BK: Right now both boys are working on answering questions, like “What town do you live in?” and “What’s your favorite food?” They are also working on concepts like my turn/your turn, and over/under/behind/in front of placement of items. They need lots of time for sensory breaks, or they get overstimulated, so they spend time rolling and swinging and getting their wiggles out.
SB: You also have a daughter who does not have Fragile X, but is a carrier of the gene mutation. Has she ever had difficulty adjusting to life with special needs siblings?
BK: Well, she’s never known anything different. For the most part she deals with it very well. I’m constantly amazed at her level of understanding and empathy. She does have moments where she says she wishes her brothers were more like other people’s brothers, and wishes they could play with her more, but like I said, she’s never known them, or our family, to be any other way.
As far as being a carrier of the Fragile X gene is concerned, she knows she is a carrier but she doesn’t grasp what that will mean for her quite yet. We’ll tackle those issues when she gets older.
SB: Any tips for other parents of special needs kids for helping them adjust to back-to-school time?
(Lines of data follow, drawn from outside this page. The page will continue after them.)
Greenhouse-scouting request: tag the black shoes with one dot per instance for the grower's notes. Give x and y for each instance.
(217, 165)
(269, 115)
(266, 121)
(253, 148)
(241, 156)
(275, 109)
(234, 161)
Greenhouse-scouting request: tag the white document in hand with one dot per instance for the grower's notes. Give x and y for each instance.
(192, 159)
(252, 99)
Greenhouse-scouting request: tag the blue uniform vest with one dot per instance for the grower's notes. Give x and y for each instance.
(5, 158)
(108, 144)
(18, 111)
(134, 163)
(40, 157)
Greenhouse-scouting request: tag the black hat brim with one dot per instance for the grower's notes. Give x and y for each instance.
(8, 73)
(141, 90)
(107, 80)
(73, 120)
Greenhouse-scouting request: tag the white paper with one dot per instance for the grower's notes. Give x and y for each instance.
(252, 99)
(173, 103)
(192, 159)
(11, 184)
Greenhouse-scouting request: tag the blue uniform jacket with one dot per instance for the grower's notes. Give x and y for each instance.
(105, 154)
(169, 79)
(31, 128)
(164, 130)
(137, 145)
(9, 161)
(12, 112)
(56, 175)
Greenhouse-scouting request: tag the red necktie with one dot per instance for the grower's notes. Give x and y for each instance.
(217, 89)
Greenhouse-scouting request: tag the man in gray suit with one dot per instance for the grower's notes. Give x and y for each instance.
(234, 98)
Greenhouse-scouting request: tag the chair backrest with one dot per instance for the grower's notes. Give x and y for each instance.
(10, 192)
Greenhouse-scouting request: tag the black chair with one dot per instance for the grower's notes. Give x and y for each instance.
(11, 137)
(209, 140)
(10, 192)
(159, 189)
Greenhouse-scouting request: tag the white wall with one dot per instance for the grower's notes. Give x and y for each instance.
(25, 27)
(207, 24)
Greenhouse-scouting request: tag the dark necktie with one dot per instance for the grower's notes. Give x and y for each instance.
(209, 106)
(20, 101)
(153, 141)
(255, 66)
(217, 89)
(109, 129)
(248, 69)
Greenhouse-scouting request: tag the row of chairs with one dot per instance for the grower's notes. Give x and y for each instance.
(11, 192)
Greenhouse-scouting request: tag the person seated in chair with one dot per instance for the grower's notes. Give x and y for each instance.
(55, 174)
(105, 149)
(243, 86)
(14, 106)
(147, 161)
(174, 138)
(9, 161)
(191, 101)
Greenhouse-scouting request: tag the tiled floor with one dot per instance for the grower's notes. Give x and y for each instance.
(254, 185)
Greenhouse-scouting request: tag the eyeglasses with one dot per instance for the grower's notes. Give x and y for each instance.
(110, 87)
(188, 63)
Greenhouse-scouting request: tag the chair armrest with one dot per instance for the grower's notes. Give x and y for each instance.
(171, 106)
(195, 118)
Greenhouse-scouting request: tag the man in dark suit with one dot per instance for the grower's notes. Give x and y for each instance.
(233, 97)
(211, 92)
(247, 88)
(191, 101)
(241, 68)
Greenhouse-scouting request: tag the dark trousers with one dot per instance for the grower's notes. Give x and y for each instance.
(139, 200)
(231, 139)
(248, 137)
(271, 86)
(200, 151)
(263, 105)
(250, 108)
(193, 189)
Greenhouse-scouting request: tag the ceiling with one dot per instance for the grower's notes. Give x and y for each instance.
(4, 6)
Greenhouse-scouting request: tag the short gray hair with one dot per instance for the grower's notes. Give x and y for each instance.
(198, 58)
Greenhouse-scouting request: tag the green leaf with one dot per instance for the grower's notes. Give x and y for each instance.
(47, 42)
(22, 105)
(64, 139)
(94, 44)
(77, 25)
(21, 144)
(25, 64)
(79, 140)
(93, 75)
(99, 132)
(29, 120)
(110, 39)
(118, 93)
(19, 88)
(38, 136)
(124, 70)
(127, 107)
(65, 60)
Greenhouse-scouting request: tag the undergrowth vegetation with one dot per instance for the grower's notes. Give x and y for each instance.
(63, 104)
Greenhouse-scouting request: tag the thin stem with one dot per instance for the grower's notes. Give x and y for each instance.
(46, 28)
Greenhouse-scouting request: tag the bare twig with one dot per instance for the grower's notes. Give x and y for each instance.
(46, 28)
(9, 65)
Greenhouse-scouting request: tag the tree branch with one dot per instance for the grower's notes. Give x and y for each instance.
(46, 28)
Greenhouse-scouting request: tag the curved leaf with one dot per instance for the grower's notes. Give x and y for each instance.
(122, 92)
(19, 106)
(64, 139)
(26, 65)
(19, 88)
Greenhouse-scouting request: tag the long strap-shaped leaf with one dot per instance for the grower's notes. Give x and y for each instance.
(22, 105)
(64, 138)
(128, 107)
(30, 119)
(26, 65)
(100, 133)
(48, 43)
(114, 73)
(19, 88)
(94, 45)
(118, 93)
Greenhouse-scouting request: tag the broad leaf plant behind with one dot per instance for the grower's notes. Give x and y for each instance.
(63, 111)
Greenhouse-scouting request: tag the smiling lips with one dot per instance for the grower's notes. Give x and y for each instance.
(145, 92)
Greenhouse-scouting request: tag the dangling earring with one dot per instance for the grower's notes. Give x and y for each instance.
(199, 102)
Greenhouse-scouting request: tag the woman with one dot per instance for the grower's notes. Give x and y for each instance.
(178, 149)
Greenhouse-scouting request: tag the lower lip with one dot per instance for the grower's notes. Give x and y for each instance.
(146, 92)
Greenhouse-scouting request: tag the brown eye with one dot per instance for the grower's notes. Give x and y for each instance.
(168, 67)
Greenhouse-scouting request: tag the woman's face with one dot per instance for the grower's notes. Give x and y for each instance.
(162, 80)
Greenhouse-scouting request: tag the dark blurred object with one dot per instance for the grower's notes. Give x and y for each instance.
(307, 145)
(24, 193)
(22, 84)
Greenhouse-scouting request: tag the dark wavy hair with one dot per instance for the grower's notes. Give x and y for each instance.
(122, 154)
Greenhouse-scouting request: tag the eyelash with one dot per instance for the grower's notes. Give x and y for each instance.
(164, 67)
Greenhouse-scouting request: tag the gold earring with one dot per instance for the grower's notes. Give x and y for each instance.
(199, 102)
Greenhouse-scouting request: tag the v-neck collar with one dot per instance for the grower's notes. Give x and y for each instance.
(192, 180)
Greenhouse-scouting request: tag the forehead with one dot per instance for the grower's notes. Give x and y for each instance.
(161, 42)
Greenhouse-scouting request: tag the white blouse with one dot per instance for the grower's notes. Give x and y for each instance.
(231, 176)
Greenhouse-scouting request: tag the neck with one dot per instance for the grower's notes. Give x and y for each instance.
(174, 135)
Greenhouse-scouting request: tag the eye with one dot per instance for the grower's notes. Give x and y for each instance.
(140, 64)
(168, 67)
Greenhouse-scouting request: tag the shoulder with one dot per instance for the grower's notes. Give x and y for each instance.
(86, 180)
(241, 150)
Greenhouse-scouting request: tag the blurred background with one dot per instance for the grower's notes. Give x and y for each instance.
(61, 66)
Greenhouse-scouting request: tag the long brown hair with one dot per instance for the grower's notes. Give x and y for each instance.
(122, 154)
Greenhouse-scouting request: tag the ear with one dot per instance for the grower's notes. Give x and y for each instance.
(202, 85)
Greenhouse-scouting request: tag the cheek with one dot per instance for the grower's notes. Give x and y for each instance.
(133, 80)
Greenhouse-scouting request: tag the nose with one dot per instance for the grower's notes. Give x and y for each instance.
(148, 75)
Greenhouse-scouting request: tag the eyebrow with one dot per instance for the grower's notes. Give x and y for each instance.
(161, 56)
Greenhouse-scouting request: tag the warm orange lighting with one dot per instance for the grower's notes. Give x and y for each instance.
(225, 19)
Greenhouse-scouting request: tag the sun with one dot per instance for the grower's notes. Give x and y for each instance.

BK: Talking about it is good, but too much talking about it can backfire. My boys need to know what is coming up, so we talked about school some, but not until just a few days before, and just a few times, because too much talking about it would have been stressful for them too. It’s important to know your child and know what he or she will respond to best.
Giving the teachers and therapists an outline of your child’s personality, likes and dislikes can help make the transition easier too. I try to give my boys’ teachers a one-page sheet telling about each of them, their strengths and where they need extra assistance. I try to keep it brief and make it memorable with bullet points, as I know they don’t have time to read a novel, nor would they remember it as well.
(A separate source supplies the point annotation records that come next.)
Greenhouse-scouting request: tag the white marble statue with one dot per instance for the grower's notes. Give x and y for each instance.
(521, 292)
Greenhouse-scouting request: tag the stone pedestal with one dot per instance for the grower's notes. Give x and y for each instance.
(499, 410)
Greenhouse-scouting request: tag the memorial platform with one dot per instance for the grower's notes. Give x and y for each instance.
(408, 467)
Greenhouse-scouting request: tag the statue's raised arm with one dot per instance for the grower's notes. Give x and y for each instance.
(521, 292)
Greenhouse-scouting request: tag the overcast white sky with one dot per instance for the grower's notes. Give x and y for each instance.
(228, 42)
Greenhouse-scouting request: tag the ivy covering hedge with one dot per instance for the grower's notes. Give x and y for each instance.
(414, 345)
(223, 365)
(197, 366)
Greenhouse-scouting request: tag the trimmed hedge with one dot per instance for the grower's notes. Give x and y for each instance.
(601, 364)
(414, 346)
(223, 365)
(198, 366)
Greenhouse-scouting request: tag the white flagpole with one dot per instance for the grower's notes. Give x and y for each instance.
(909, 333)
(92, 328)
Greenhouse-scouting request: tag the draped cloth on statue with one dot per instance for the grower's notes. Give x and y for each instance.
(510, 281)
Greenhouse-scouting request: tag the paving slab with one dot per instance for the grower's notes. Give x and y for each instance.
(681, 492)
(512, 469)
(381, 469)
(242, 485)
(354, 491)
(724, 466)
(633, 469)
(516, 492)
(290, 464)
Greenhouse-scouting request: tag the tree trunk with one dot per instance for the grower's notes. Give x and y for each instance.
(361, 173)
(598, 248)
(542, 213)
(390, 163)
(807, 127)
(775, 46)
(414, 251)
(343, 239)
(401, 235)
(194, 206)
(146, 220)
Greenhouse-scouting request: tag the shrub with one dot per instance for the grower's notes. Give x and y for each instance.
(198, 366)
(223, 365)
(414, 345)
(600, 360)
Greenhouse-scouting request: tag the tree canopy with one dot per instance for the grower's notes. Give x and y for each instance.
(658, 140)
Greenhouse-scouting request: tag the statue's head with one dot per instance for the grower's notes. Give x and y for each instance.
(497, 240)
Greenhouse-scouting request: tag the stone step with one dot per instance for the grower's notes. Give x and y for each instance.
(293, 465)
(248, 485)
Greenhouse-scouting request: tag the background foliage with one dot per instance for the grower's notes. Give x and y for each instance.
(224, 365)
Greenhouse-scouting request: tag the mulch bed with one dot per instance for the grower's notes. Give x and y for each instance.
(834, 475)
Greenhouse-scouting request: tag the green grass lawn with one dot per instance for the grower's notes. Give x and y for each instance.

Back to School Tips for Families with Special Needs
By Bonnie Korman
1. Give the teachers and therapists an outline about your child. This is especially important if your child is nonverbal. Bullet points, just the things that stick out, and maybe just one page of memorable and important characteristics, strengths, and things he or she will need help with. It goes a long way toward helping the school staff feel like they know your child, and they’ll relate to him or her better.
2. Talk about it beforehand. Prepare and familiarize your child with what will be happening. Kids with autism deal with change much better if they know what to expect. They don’t like surprises.
3. At the same time, don’t talk about it too much. Some kids can get overwhelmed and have increased anxiety if too much preparation is done. There may be a fine line between just enough and too much. Know your child well enough to know where that line is.
4. Consider going in to talk to your child’s class about his or her disability. It’s important to make kids aware of the fact that kids with disabilities are first and foremost, kids. Point out the ways in which your child is like the other children, and identify what your child struggles with and why. Give them pointers on the best ways to interact with your child.
SB: School can definitely be particularly stressful for children with special needs like Fragile X syndrome. Easing the transition by helping your child’s classmates become better informed can help prevent negative interactions. It’s also important to balance your child’s school schedule with extracurricular activities and speech therapy lessons. Children with Fragile X are prone to sensory stimulation. Bite-sized speech therapy lessons at home can help, such as using Speech Buddies for articulation.
Thanks so much, Bonnie, for sharing your family’s story and your advice for other parents with special needs kids!